To return to the film: as time progresses, Mr. Incredible, who is now a father of three and working a terrible insurance job that robs him of his masculinity and sense of purpose in life, chooses to spend his free time staring at his wall of memorabilia from The Glory Days. His wife, “Elasti-Girl”, stuck with disobedient children and a disconnected husband and father, is exasperated.
I find this a pertinent lesson and reminder for those of us facing the challenge of living as a traditionalist Christian family in today’s climate. We can swing rapidly from bitterness to exasperation, wishing at one moment that we could at least attain a level of social morality that could be found in some certain time period and at the next moment wishing that we could taste steak again, as Cypher so aptly put it in The Matrix.
But in the meantime, the best thing that requires our energy and devotion is our family – their wellbeing, their growth and expansion, and the solid formation on which they are to stand.

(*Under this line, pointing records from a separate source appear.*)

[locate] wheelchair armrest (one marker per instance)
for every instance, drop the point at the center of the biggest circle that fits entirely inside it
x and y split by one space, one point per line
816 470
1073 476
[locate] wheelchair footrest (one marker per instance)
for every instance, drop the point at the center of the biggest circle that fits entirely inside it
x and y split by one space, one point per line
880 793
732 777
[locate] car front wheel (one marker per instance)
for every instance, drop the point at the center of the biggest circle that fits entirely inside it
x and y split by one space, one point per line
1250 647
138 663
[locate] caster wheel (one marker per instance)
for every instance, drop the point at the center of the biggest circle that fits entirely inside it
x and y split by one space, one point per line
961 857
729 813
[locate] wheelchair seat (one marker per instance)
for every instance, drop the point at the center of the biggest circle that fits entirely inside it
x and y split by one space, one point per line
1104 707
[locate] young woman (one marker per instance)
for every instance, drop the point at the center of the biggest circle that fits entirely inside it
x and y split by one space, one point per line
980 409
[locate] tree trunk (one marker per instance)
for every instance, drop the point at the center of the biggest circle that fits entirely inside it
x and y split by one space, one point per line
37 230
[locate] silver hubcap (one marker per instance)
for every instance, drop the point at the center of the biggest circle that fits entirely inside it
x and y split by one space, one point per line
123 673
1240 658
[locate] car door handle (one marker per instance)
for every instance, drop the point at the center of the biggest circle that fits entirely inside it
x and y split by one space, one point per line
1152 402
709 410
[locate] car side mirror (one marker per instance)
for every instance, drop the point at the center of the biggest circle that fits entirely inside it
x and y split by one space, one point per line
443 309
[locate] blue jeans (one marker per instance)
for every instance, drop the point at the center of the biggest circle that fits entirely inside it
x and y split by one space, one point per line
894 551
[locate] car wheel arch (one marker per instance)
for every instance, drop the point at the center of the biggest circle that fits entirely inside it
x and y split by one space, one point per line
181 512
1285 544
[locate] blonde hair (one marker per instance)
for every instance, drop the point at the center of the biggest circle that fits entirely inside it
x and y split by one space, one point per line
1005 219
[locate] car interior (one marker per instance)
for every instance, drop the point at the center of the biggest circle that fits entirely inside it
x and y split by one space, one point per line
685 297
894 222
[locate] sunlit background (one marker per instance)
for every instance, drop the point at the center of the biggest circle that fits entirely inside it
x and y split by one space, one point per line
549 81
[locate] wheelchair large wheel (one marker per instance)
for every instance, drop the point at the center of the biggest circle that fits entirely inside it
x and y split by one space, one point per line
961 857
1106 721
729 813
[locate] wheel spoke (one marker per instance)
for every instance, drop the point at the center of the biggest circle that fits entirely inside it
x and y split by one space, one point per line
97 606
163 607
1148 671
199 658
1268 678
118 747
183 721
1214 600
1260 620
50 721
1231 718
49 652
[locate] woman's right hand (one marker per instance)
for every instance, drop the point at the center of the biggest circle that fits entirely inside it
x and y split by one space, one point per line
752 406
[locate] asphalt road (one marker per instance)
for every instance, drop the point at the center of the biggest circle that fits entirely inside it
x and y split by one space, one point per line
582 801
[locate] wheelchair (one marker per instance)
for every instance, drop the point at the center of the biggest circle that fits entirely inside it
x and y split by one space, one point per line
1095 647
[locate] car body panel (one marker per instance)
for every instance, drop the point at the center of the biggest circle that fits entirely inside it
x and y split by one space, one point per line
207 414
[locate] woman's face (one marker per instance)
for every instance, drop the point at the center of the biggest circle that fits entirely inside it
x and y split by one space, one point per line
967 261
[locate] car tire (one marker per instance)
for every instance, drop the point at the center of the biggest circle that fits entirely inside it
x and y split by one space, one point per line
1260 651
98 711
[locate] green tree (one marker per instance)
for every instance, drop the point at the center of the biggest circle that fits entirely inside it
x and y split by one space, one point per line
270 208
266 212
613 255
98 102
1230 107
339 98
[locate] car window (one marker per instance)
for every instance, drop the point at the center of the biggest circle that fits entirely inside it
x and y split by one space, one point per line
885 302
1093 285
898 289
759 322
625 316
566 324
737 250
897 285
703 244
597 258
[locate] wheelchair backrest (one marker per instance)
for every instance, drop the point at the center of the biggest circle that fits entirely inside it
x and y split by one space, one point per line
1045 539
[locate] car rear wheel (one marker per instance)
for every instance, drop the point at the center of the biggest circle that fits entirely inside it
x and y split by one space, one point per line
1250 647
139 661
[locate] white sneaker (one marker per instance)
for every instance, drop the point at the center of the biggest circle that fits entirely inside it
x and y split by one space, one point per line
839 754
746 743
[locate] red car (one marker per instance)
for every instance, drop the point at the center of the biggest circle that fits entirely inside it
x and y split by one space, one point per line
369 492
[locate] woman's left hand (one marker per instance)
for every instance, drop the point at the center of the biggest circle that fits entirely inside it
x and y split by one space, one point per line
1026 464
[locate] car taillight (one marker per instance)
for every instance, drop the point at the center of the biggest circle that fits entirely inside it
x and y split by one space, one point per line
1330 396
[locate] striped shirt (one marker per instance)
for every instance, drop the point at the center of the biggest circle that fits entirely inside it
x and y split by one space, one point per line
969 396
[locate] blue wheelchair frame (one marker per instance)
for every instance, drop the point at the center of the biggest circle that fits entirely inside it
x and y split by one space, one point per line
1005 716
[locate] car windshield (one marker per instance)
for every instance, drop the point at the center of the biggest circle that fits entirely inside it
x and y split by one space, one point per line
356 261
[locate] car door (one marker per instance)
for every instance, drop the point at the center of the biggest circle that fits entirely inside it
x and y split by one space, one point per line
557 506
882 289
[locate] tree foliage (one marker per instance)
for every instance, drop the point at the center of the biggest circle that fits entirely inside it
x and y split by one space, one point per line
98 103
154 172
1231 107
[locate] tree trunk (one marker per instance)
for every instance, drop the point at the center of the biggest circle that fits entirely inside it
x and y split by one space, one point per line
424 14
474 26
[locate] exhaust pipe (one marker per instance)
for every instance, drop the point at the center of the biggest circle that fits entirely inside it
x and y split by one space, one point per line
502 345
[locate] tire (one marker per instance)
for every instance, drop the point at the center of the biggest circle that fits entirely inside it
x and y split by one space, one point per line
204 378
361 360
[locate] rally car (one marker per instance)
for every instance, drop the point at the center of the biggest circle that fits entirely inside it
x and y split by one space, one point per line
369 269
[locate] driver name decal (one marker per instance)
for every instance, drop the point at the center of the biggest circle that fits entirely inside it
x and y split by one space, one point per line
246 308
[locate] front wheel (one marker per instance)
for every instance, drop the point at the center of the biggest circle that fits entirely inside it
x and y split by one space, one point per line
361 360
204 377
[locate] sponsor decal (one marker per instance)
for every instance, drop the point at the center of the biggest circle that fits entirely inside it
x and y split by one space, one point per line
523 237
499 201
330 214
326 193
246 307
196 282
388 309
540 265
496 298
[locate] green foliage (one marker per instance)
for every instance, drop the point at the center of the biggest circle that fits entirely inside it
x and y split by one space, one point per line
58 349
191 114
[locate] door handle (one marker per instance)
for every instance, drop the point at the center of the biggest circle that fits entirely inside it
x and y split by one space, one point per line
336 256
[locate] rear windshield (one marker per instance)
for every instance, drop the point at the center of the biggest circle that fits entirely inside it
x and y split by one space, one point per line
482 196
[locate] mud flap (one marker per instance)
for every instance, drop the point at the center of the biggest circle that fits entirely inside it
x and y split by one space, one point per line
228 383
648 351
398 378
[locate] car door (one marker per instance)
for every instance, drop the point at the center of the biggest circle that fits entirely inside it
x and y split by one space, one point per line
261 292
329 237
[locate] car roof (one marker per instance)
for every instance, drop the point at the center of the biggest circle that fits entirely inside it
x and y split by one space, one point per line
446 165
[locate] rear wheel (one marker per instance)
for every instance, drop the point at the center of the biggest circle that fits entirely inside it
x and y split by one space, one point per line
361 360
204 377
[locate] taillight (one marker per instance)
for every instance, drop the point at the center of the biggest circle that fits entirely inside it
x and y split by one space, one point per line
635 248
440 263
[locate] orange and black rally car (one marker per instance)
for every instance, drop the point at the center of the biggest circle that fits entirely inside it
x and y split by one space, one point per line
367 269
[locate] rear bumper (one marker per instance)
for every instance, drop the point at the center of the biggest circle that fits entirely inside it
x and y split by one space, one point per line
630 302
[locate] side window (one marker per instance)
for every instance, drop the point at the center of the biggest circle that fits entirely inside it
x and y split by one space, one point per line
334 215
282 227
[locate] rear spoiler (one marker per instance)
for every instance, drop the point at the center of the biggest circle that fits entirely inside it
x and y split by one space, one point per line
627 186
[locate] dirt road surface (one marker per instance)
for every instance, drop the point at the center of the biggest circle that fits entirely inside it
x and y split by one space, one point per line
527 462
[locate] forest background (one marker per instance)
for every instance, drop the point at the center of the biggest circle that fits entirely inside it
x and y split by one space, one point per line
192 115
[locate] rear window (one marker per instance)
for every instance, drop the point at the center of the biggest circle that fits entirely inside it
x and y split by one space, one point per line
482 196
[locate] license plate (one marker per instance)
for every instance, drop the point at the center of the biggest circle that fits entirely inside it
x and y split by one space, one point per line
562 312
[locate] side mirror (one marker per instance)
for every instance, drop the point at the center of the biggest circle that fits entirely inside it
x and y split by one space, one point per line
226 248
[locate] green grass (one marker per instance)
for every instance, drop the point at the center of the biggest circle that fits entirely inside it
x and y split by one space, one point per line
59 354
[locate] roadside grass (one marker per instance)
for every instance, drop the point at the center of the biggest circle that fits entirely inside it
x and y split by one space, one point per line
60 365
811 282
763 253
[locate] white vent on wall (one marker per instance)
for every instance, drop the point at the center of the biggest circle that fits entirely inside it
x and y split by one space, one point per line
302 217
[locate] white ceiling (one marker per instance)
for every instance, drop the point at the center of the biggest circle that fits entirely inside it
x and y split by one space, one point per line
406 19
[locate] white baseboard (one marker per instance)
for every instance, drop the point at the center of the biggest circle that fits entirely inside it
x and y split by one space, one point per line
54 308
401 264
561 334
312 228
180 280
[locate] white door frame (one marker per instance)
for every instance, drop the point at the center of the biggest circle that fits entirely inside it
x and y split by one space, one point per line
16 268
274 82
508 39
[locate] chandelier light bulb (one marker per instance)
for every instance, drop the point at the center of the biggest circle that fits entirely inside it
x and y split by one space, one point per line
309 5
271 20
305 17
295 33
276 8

To conclude: the nemesis of the movie, named Syndrome, has been exterminating all of the Supers one by one. His goal is to create a weapon that only he, with his technology, can destroy. The best line of the movie belongs to him when he states that he will sell his technology to everyone so that “Everyone can be super! And when everyone’s super… no one will be.”
We aren’t all super. My goodness, it isn’t a complicated thing to understand. We aren’t all beautiful, smart, ambitious, or creative. And with the “church” teaching its patrons that we are, what follows is the melting of Christianity into the World – the very thing we are instructed to be apart from.
I’ve found the return to normalcy – the normalcy of promoting large and healthy families, wives that manage the home, and husbands that lead rather than be cuckolded – is our version of being the unseen “superhero.” Earlier this year, the whole world supposedly celebrated International Women’s Day, and yet the only women I saw being celebrated were those serving minorities, those who did not fit traditional beauty standards, and those who spent more time outside of the home than inside tending it. It is, yet again, the idea that we are all special simply because we ARE. “I think, therefore I am perfect.”
We have to fight this. We have to fight against the elimination of definitions, boundaries, and hierarchy by embracing the very definitions that make us who we are. As no one can serve two masters, so also no one can be both synonym and antonym. No better group is better poised to fight it than we, who can actually acknowledge our personal limits while simultaneously seeing the strengths of the group as a whole.
As the Western church dies and turns to entertainment as a form of recruitment, we must ever cling to Truth, the definition of it, and the teaching of it to our children.